Having said that, this gives one a reason to look at the most recent Abraxas corporate presentation.
Looking at that presentation and Yahoo!Financials for Abraxes, I can't add anything to the Bismarck Tribune story referenced above.
However, there is an interesting slide in the Abraxas presentation. If other companies have provided a similar slide, I have missed it. Abraxas has a bar graph comparing the number of net Bakken acres oil companies have vs their enterprise value. I can't reproduce the graph here but here are the numbers (the graph provides much more impact and if any interest at all in investing in the Bakken, you should take a look):
Net Acres in the Bakken/Enterprise Value (EV)

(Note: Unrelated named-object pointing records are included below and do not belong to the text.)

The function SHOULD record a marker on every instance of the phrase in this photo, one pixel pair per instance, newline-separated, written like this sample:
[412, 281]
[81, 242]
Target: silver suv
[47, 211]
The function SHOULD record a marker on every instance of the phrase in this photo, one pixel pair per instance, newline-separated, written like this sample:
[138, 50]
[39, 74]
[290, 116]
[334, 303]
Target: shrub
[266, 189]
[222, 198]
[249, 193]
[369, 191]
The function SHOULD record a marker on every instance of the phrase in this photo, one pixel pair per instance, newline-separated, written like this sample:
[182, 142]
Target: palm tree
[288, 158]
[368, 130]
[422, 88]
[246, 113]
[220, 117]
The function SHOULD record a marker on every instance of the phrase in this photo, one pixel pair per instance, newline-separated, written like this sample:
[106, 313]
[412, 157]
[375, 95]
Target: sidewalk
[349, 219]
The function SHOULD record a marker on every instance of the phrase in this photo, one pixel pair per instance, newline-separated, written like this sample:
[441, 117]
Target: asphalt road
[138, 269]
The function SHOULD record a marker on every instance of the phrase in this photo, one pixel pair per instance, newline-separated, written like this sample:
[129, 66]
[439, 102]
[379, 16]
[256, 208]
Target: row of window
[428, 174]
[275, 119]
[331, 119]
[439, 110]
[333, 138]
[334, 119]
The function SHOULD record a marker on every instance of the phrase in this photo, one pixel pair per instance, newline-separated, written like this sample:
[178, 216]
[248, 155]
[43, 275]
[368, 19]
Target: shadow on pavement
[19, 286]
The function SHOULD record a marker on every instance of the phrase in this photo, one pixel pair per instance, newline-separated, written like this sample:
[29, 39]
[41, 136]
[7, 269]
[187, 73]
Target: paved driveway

- AEZ: 275 net Bakken acres/$1 million EV
- GEOI: 175 net
- BEXP: 170 net
- KOG: 160 net
- NOG: 150
- CLR: 100
- WLL: 60
- AXAS: 55
- NFX: 48
- SM: 47
- DNR: 46
- EOG: 40
- HES: 39
- MRO: 25
- XTO: 25
- MDU: 23
- STR: 10
- COP: 2
If one is interested in investing in the Bakken, this slide speaks volumes. For example, DNR is being closely watched by someone at Motley Fools. If one feels DNR is undervalued, the first question I asked is what percent of the Bakken contributes to DNR's bottom line. This slide helps answer that question.
Abraxas, on its webpage, says it prides itself in horizontal drilling expertise. It has one rig in the ND Bakken. (I only have data showing one rig; correct me if I'm wrong.) Currently, of some interest, Abraxas is not listed on the "Current Active Drilling Rig List" at the NDIC website (posted January 17, 2011 -- that list hasn't changed for several days now).